So you can’t see straight? Go and see a quack! – Walter B.
When I started telling people that I had double vision and difficulty with bright light, and I found it hard to chew my way through a plate of custard, and my smaller fingers refused to hit the letters on my typewriter, so most of my letters began with the words: “Dsar ser,” and ended with “Yiors fathfilly,” and my legs sometimes felt as if they were full of glue, they all said:”yes, but what are your SYMPTOMS?”
After I’d convinced them that they were my symptoms, a lot of them put on their thinking caps. Poor Walter, this, after all, must be curable with what grandma used to use for grandpa’s gout. Sounds a bit like gout, anyway. Grandpa used to stumble home cross-eyed sometimes on Saturday nights and grandma used to put him to bed with a cold poultice on his head and a hot one on his tummy, and he was OK in the morning. Have you tried that? Well, no, not really. Oh, you’ve got to try that. It might fix the problem. It didn’t. It gave me blisters on my tummy and the flu.

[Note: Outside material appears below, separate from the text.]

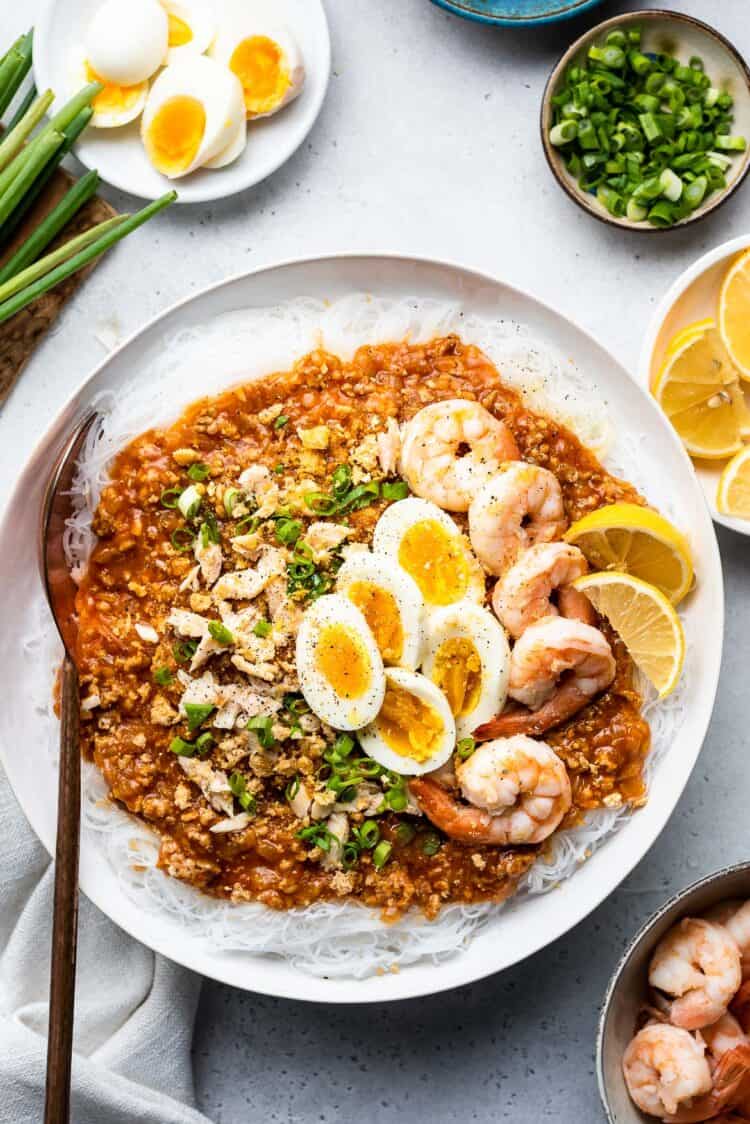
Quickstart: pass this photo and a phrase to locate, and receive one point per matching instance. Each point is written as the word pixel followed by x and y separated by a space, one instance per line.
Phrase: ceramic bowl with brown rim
pixel 629 986
pixel 669 33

So next came the herbalist someone talked to. He told my friend that – yes, he’d had something similar and he’d cured it by putting comfrey on his eyelids. So on went a glob of what looked like greasy spinach. It didn’t do much for the double vision, but it helped the trouble with bright light. Everything went dark green for a couple of days! Vitamins A-Z didn’t do much either. Neither did twenty types of herbal tea, acupuncture or a concoction made of boiled seaweed, honey and cumin seeds. One dear old soul even suggested meditation but, since I had bad hips, I couldn’t sit cross legged on the floor without screaming so that was the end of meditation.
Then an eye specialist who should have known better failed to recognise the symptoms of myasthenia and recommended a course of exercises for the double vision. They were great! The double vision became no vision at all as my eyelids, having had enough of all this comfrey, exercise and battered taste buds simply refused to open at all!
So by the time I staggered up the steps of my GP’s surgery, groped for the waiting room door handle, stepped on the five year old boy playing on the floor , apologised to his mother, and slumped into a seat, I was ready to jump out the window if only I could have found it! It took just two minutes. My GP looked at me, held a finger up and asked how many I could see. Silly question. Two, of course! Then he said:” I know what you’ve got. You’ve got myasthenia gravis……very interesting…..you’re the first case I’ve seen. Hang on, I’ll get my partner”. So the partner came and they held up fingers and looked at me as if I’d just arrived from Mars and found me “verrrrry interesting.”
So did the specialist. He asked me how I felt about having my thymus out. I thought he was trying to tell me that my zipper was undone, but it dawned on me that he was considering having me cut about. He sent me for a cat scan, and they found me verrrrrry interesting too. But when I took the pictures back to the specialist he said my thymus could stay in but I had to take Prednisone and Mestinon and Imuran.
Just after that I went to Germany and a medical cousin recommended something that actually did work for quite some time. It comprised daily drops and injections of a compound made of snake venom and, for a while, it seemed to make a definite improvement in my condition. But then, a couple of years later there was a delay in delivery and I ran out. Although I resumed the treatment a few months later it was never the same. I wasn’t sorry because it cost me $4000 a year and endless stressful weeks waiting to see if the parcel would arrive. As well as that, the injections in my sit-me-down was creating hard lumps of scar tissue, and my poor bottom was starting to feel like a pineapple.
There’s a moral in all this. If you’ve got myasthenia, try anything you like. As with me, some of it may work. But whatever you eventually decide to do, let the experts look at you first!